Além do Clube Naite, outro heterotopo é o porão presente na narrativa das jovens sequestradas por aliciadores:

 

O fedor de urina e fezes era intenso, penetrante – achei que desmaiaria ainda na escada e vomitei -, mas nada nos prepararia pra cena que veríamos em seguida: o cômodo era um porão úmido e escuro, com quatro mulheres acorrentadas às paredes de pedra, todas vestindo a mesma camisola que usávamos, só que imundas (FALKS, 2020, p. 84).

 

Mais uma vez é um cenário que contraria a imagem de uma cidade pacata e sem grandes crimes – e que só pode parecer assim porque seus males são sempre ocultados. Aliás, Santuário pode ser tudo, menos pacata.
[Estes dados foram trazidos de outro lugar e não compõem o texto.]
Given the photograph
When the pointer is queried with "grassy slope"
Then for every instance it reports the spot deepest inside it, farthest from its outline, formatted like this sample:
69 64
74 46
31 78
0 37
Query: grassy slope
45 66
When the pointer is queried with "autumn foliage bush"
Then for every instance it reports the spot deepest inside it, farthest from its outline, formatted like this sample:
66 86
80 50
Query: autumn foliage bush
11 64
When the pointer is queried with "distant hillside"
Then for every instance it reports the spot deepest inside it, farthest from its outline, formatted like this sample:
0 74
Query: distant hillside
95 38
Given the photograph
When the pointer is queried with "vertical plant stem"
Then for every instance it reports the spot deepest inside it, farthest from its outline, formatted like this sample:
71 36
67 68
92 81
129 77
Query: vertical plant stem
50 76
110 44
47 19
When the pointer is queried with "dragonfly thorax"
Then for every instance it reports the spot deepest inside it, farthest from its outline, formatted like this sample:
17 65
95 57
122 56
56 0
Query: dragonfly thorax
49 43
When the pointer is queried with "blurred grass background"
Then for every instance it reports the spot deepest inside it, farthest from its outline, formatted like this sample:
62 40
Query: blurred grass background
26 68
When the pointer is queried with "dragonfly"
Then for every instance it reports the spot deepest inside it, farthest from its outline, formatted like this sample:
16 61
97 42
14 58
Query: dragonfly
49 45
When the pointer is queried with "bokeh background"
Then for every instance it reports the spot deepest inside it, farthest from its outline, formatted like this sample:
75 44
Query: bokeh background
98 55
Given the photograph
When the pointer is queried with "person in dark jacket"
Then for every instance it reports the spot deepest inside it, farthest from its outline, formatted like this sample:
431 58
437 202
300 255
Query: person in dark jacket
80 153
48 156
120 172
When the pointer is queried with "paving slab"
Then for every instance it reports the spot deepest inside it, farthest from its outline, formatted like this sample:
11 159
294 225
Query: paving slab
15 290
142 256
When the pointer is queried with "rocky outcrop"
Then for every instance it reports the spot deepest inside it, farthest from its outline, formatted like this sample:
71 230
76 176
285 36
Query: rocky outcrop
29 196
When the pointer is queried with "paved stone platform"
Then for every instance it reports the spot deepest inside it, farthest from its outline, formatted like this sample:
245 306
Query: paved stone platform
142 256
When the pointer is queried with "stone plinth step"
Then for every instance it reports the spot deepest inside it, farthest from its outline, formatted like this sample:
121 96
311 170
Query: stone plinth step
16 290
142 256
Nas relações familiares, na política, no relacionamento entre homens e mulheres e entre pobres e ricos, desenha-se uma estrutura violenta de dominação e rebeldia.

Para concluir, afirmo que Santuário traz ainda uma multiplicidade de narrativas diferenciadas: histórias de conflitos entre gerações, histórias românticas de amor impossível ou trágico, histórias de suspense e terror, histórias de sobrevivência e até de superação. Tal é o farto menu literário que Falks nos oferece, o que evidencia seu domínio de vários gêneros e faz com que a leitura de Santuário seja uma grata experiência cheia de surpresas.

 

Referências

 

FALKS, Maya. Santuário. Rio de Janeiro: Macabéa, 2020.

FOUCAULT, Michel. Of other spaces, heterotopias (1967). In: (https://foucault.info/documents/heterotopia/foucault.heteroTopia.en/).

MOISÉS, Massaud. A criação literária: Prosa I. 16.ed. rev. São Paulo: Cultrix, 2000.

MORETTI, Franco. Atlas do romance europeu 1800-1900. Trad.: Sandra Guardini Vasconcelos. São Paulo: Boitempo Editorial, 2003.

OLIVEIRA, Peterson José de. Novela: um gênero polêmico. Albuquerque: revista de História, Campo Grande, MS, v. 2, n. 3, p. 135-153, jan./jun. 2010.